Dopo 20 anni, ennesima ripartenza dei lavori per il parco agricolo didattico in viale Raffaello

            Nel maggio dell’anno scorso, a seguito dell’ennesima nota inviata da Gennaro Capodanno, presidente del Comitato Valori collinari, che da lustri si batte per la nascita del parco agricolo didattico che dovrebbe sorgere, ma il condizionale a questo punto è d’obbligo, nell’area dell’ex gasometro, che si estende su una superficie posta tra viale Raffaello e salita Cacciottoli, nel quartiere partenopeo del Vomero, l’annosa vicenda era ritornata alla ribalta delle cronache.

                ” Da allora è passato più di un anno e mezzo, ma solo oggi arriva la notizia che finalmente i lavori riprendono e che dovrebbero durare ancora circa sette mesi – sottolinea Capodanno – . Naturalmente, come per il passato,continueremo a seguire la vicenda anche alla luce del dato che più volte sono rimasti disattesi  promesse e impegni assunti al riguardo “.

                Con l’occasione lo stesso Capodanno riassume alcune tappe dell’oramai ultraventennale vicenda legata alla nascita di quello che doveva essere un’area a verde strategica in sona che versa da lustri in uno stato d’incuria e d’abbandono. “  Il 20 marzo di quest’anno – ricorda Capodanno – erano già decorsi ben tre anni da quando un incendio, scoppiato proprio nell’area dell’ex gasometro, con fiamme che lambirono pericolosamente anche alcuni fabbricati, creando notevole panico tra i residenti, ripropose al centro all’attenzione della pubblica opinione le annose questioni legate alla destinazione di quell’area e alla mancata realizzazione del parco agricolo didattico “.

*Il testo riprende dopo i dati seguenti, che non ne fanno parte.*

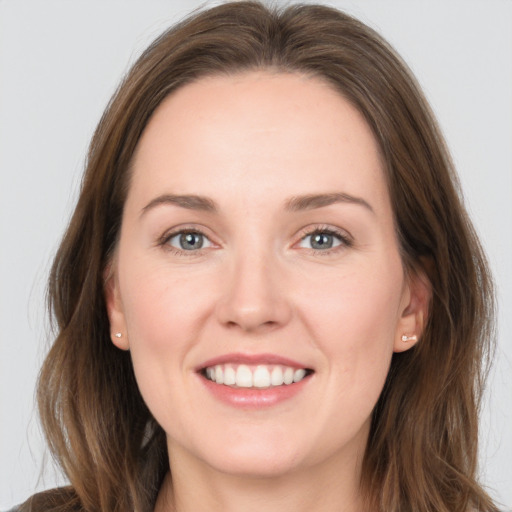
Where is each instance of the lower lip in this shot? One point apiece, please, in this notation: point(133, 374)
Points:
point(254, 398)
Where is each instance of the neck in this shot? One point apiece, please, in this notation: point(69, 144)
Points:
point(327, 487)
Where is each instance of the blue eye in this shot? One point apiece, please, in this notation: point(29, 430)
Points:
point(322, 240)
point(189, 241)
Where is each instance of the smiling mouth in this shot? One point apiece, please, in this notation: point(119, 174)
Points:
point(254, 376)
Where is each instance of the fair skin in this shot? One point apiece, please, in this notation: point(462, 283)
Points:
point(289, 258)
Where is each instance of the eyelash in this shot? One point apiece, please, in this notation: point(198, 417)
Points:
point(345, 240)
point(343, 237)
point(164, 240)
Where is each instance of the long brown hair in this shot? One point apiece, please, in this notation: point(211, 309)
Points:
point(422, 449)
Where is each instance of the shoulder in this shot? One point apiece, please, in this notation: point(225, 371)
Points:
point(63, 499)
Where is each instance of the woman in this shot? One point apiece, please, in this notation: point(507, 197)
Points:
point(269, 293)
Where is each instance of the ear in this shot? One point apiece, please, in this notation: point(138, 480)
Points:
point(118, 333)
point(414, 311)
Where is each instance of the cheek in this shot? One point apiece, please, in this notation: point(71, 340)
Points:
point(354, 325)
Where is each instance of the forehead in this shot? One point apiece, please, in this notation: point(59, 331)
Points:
point(280, 132)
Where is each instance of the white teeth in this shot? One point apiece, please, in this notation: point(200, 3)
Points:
point(276, 378)
point(261, 376)
point(219, 374)
point(229, 376)
point(244, 376)
point(288, 375)
point(299, 375)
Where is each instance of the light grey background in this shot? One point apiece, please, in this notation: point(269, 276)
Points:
point(59, 63)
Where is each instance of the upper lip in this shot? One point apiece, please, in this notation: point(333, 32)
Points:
point(251, 359)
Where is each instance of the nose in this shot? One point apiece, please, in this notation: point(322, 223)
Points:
point(254, 297)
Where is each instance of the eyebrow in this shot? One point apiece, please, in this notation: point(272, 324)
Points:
point(313, 201)
point(294, 204)
point(189, 202)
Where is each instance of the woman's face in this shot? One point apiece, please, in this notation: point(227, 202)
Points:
point(257, 247)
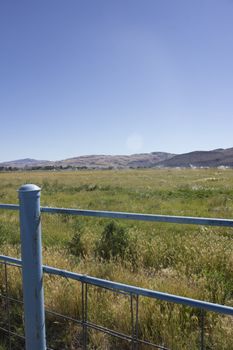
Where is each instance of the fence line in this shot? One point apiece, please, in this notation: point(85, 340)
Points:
point(188, 220)
point(32, 269)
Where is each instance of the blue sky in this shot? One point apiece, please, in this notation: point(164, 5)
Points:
point(114, 77)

“ Precedentemente, nel marzo del 2011, dopo varie traversie – aggiunge Capodanno -, il progetto del parco era stato anche presentato da rappresentanti del Comune di Napoli, in pompa magna, alla stampa, nel mentre, dopo anni d’attesa, erano da poco iniziati i lavori per la sua realizzazione, lavori che sarebbero dovuti durare sei mesi ma che invece furono improvvisamente sospesi. Da allora sono passati quasi dieci anni e, di fatto, il parco, al momento, è rimasto ancora sulla carta, arenandosi, per molto tempo, nelle vicende giudiziarie tra la proprietà e l’amministrazione comunale partenopea “.

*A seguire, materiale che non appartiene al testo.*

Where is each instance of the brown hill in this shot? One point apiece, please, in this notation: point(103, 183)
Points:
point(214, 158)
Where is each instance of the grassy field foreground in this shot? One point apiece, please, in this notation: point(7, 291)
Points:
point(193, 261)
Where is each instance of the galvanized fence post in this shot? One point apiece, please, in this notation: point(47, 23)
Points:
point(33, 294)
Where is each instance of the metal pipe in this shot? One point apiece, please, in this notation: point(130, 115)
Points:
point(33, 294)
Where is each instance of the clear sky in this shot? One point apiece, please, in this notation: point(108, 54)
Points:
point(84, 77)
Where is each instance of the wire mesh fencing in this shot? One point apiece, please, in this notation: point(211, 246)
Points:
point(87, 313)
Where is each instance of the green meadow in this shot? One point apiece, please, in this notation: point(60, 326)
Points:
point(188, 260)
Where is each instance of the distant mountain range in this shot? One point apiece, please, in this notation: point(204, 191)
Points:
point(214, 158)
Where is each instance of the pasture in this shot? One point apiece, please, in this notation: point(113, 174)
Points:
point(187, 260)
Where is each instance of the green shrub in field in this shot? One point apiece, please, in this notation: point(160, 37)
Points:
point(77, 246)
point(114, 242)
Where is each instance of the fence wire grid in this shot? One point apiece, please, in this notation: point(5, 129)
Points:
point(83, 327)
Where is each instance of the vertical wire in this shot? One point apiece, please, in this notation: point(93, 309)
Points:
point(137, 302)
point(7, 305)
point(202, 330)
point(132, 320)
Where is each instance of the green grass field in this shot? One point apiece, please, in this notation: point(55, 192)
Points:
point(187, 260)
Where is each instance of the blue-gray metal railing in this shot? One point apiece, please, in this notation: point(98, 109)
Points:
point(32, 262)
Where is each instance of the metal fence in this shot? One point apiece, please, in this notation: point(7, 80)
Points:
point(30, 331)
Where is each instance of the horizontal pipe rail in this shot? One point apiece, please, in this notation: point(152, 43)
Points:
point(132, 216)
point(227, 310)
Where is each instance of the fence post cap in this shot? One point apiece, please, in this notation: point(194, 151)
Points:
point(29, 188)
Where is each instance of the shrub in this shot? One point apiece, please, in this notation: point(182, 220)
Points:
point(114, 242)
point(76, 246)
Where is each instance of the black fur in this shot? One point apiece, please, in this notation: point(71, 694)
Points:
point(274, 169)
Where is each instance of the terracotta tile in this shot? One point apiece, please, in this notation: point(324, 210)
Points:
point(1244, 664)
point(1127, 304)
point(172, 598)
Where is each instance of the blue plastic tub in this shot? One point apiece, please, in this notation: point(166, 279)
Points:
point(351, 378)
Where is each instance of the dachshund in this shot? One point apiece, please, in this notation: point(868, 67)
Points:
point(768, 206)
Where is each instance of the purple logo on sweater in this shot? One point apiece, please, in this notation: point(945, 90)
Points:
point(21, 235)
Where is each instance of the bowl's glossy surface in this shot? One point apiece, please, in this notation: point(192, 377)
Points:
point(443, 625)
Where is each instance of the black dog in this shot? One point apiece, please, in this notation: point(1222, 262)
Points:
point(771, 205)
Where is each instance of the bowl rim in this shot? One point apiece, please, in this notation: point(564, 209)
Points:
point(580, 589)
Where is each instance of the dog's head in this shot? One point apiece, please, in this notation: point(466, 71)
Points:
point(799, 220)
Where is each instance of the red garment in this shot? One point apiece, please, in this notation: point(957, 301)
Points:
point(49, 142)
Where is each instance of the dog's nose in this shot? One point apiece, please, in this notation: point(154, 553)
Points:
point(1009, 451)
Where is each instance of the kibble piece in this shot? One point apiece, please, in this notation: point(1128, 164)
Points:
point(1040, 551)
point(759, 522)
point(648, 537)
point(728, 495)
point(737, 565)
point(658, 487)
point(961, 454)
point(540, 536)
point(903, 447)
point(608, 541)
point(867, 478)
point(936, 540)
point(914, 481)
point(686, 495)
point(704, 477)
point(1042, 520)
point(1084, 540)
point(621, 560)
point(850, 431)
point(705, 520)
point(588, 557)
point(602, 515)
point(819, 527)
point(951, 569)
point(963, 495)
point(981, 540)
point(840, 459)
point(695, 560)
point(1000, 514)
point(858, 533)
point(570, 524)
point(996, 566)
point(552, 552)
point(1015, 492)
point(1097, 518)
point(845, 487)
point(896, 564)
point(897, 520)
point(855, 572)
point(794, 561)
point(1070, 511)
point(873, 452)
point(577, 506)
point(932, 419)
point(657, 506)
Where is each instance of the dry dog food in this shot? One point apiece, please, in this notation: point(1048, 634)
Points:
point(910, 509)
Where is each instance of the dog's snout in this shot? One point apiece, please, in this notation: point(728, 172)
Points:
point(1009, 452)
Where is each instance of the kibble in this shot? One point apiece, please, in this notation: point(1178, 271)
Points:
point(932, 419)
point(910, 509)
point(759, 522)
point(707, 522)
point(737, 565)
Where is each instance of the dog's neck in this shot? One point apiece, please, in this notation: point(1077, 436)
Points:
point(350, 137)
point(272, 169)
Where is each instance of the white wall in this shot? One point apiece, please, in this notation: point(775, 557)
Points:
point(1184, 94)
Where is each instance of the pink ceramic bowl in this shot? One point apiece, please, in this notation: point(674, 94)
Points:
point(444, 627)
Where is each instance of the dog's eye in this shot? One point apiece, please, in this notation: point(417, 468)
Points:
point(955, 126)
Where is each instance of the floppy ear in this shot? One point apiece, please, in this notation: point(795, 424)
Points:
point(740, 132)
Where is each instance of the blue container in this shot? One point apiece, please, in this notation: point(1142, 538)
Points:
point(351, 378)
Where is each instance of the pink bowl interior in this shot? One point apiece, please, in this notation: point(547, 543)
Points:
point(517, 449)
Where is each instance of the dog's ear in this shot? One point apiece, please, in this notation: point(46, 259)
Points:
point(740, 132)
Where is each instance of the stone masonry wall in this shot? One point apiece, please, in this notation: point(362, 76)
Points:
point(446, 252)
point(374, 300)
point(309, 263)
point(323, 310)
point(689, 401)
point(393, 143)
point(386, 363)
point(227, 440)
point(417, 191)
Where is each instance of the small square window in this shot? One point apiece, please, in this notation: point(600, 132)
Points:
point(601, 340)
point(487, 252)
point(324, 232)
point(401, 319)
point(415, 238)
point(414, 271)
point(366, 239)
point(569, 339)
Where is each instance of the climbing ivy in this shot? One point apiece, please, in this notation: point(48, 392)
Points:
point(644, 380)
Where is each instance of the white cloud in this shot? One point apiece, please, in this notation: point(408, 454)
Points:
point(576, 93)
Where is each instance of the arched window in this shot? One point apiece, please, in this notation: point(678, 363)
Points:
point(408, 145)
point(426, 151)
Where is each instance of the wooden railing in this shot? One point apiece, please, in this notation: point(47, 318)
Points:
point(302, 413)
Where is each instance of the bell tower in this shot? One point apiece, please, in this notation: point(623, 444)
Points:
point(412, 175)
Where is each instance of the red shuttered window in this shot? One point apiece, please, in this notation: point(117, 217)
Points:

“ Lustri d’attesa, oltre due milioni di euro a suo tempo finanziati – prosegue Capodanno – ma a tutt’oggi ancora non esistono certezze su quando vedrà la luce questo parco che dovrebbe sorgere su di un’area di circa 14mila metri quadrati, acquisita dal Comune di Napoli, area che fino agli anni ’80 era stata occupata da una campana gassometrica, successivamente in disuso, e dalle relative attrezzature per il suo funzionamento “.

                “ Il parco era stato progettato su un’area vincolata, che apparteneva ad un privato, e sotto una parte della quale si ventilava, all’epoca, l’ipotesi che potesse sorgere un parcheggio interrato  – puntualizza Capodanno -. Dopo una serie di battaglie sostenute dai comitati e dalle associazioni di zona, il Comune di Napoli elaborò una variante per un progetto di riqualificazione,  pubblicato all’epoca anche nelle cartografie del sito internet del Comune di Napoli, variante approvata con deliberazione consiliare n. 44/2001 e con deliberazione di Giunta comunale n. 2365/2002. Successivamente con decreto del Presidente della Giunta regionale della Campania n. 529 del 24 settembre 2004 la stessa variante fu approvata anche dalla Regione Campania “.